徐妙锦柳眉弯弯,满是忧虑,在诊堂外徘徊往返。
她方才亲见太子殿下抱着呦呦去诊堂,瞧那般模样是伤了脚,于女子而言,伤脚可是天大的事,然则她不便进去,只能在外头候着,万望呦呦安然无恙。
她早就察觉某个呆子在她周身晃悠半天,自以为藏的好极了,鼠头鼠脑地乱窜,就是不肯上前来。
韩偓眉头紧皱,他望着徘徊的女子,早想寻个机会上前解释,可一来人多眼杂,于她名声有碍,二来她为了汝阳郡主的事忧虑,只怕也不肯和他好好说话。
他犹豫半晌,揽了揽衣衫,见此时周围没了旁人,才大着胆子上前去。
徐妙锦只是冷眼看着来人,并不想先开口。
只见韩偓收了一惯的嬉皮笑脸,肃着脸说道:“便是杀人犯,死前也有呈堂证供,如今我在你心中,便连杀人犯也不如了吗?”
徐妙锦闻言,挑眉冷笑道:“杀人犯可不会夜逛青楼,说他的未婚妻不如青楼女子风趣。”
韩偓正经的神色顿时绷不住了,他面上拂过一丝急切,结巴着说道:“妙锦……我……我是替太子办……办事,那日有个官员就住在隔壁,我逢场作戏,只……只是为了监听而已,实在没有坏心!”
徐妙锦凑近他打量了一番,她瞧着他急得满面通红,心下已信了五分。
只是她娘说得对,男人有了错处,得让他长长记性,否则忘性大,知错不改,更是难缠。
徐妙锦笑得灿烂,说道:“韩世谨,从小到大的情分,我是记在心底的,可我去鸡鸣寺算了算,方丈说我姻缘坎坷,还未遇到命定之人,可巧,你早先也嫌我不够文静,不是同你娘说,你更相中隔壁家的小姐,既如此,不如今日咱们把话说明白,这婚事退是不退,你给句人话。”

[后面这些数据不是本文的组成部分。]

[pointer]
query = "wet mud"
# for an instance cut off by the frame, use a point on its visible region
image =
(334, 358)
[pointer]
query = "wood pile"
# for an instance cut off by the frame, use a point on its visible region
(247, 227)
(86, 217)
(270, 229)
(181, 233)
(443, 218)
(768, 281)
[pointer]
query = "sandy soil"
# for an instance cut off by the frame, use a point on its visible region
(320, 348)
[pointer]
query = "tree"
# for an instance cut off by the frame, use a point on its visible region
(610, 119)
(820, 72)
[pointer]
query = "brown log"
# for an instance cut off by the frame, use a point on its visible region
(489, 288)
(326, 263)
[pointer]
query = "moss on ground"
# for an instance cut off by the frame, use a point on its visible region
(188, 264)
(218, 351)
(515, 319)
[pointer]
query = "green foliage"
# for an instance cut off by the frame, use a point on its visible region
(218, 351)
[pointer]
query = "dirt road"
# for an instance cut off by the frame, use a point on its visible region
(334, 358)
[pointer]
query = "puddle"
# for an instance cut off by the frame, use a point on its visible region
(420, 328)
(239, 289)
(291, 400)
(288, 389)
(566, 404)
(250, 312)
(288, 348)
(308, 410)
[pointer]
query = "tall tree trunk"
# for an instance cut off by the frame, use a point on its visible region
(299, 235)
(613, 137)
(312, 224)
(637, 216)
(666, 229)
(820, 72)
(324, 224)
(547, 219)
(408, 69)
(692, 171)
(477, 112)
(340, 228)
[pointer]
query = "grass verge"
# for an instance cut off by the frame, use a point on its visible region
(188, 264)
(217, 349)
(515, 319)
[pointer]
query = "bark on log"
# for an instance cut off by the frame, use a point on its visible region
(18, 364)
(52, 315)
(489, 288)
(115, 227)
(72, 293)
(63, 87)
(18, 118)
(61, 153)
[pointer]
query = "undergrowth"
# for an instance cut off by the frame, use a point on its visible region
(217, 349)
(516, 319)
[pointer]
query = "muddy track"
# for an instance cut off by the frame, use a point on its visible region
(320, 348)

话罢,她又添了一句,道:“我先表表我的态度,我是十分赞成退婚的。”
韩偓脸色似炭黑,他七窍生烟,抓住面前女子的手,咬牙问道:“你是不是相中旁人了,怎么忽然要退婚?”
心里更是羞怒,他娘是怕他过早将媳妇娶到手吗?怎得什么事都往外说?
他那不过是一时气话,怎得到了徐妙锦的耳朵里就成了凿凿之言了?
徐妙锦被他手上劲道弄疼了,她眉头皱成一团,将他的手甩开,愤愤道:“许你夜逛青楼,属意他人,就不许我心中有一两个俊俏公子哥儿了?”
韩偓同周怀禛一处待久了,发怒时倒也有了三分气势,他脸色不大好看,问道:“你看上谁了?”
他暗暗想道,若是让他知晓是谁敢挖他的墙角,他定然让那人吃不了兜着走。
徐妙锦对他的性格了如指掌,她即便不看他撅屁股,也知晓他要拉什么屎,于是抱肩说道:“凭什么与你说?同你说了,你要寻他的麻烦,日后我还如何跟他比翼双飞?”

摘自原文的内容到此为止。